Setting Up GitHub Actions for Python: What the Docs Don't Tell You

#githubactions #python #cicd #devops

Three months ago, our team's CI pipeline was a mess. We were running pytest on a five-person Python project using a self-hosted Jenkins server that one of the founding engineers had set up in 2019, and nobody really understood anymore. Build times were hitting 12 minutes, the server would randomly fail to clone repos, and we had a Slack channel called #ci-on-fire that was getting more traffic than #general.

So I spent a weekend migrating everything to GitHub Actions. Two weeks of day-to-day use followed — plus a few Friday afternoon incidents I'd rather forget — and now we're sitting at under three minutes per build, costing us exactly $0 on our open-source repos.

This is what I learned, including the parts that would have saved me several hours if I'd known them upfront.

Your First Real Workflow (Not the Hello World Version)

The official docs will show you a 10-line YAML file that runs pytest. That's fine for a toy project. For a real Python application, you need to think about a few more things upfront: which Python versions you support, how you manage dependencies, whether you're linting before running tests or letting broken code waste CI minutes.
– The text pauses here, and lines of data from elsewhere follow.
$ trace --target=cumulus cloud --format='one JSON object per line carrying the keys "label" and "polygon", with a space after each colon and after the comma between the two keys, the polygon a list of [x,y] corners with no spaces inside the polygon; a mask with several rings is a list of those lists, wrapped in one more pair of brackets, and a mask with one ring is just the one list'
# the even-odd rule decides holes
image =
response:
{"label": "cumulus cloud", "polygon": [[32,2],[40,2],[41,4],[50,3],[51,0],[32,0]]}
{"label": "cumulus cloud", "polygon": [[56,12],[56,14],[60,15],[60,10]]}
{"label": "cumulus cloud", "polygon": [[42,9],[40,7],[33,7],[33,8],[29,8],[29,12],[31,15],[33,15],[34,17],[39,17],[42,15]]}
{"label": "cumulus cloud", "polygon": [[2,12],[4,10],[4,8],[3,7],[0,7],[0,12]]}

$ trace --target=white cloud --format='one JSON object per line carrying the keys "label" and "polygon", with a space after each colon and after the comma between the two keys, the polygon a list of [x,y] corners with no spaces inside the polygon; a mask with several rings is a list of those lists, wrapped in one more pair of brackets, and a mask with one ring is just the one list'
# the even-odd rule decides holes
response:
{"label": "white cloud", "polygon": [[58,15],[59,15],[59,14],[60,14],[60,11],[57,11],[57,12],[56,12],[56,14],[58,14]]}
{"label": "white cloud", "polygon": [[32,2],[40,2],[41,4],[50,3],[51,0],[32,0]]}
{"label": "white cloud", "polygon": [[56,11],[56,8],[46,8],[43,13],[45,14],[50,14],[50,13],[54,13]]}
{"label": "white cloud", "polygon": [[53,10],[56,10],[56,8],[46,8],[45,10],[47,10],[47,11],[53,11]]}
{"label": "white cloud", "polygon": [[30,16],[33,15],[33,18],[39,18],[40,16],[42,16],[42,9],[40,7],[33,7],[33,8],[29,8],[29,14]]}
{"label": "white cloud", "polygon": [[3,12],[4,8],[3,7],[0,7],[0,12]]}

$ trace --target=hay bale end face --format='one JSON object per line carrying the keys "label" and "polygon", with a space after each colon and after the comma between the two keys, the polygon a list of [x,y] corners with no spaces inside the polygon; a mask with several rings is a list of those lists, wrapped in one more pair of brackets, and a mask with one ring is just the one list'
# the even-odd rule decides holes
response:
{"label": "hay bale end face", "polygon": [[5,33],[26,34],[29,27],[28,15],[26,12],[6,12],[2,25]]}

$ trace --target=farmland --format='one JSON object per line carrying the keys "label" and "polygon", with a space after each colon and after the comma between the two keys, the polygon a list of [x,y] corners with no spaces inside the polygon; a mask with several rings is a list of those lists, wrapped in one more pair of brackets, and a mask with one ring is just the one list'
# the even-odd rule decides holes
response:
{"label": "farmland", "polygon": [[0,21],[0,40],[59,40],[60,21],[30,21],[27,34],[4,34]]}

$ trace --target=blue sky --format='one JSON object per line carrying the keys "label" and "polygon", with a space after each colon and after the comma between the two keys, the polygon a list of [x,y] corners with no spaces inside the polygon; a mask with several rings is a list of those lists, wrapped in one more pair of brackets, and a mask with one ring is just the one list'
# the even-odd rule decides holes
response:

Here's the workflow I actually use for the FastAPI project we've been building:

name: CI

on:
  push:
    branches: [main, develop]
  pull_request:
    branches: [main]

jobs:
  test:
    runs-on: ubuntu-22.04
    strategy:
      matrix:
        python-version: ["3.10", "3.11", "3.12"]
      fail-fast: false

    steps:
      - uses: actions/checkout@v4

      - name: Set up Python ${{ matrix.python-version }}
        uses: actions/setup-python@v5
        with:
          python-version: ${{ matrix.python-version }}

      - name: Cache pip dependencies
        uses: actions/cache@v4
        with:
          path: ~/.cache/pip
          key: ${{ runner.os }}-pip-${{ matrix.python-version }}-${{ hashFiles('**/requirements*.txt') }}
          restore-keys: |
            ${{ runner.os }}-pip-${{ matrix.python-version }}-
            ${{ runner.os }}-pip-

      - name: Install dependencies
        run: |
          python -m pip install --upgrade pip
          pip install -r requirements.txt
          pip install -r requirements-dev.txt

      - name: Lint with ruff
        run: ruff check .

      - name: Run tests with coverage
        run: pytest --cov=. --cov-report=xml --cov-fail-under=80

      - name: Upload coverage to Codecov
        if: matrix.python-version == '3.11'
        uses: codecov/codecov-action@v4
        with:
          token: ${{ secrets.CODECOV_TOKEN }}

Two things I want to explain explicitly. The fail-fast: false on the matrix — without that, if Python 3.10 fails, GitHub immediately cancels the 3.11 and 3.12 jobs. Sometimes that's what you want. More often, you want to see if 3.12 passes cleanly while 3.10 has an unrelated issue. I leave it false and see all results.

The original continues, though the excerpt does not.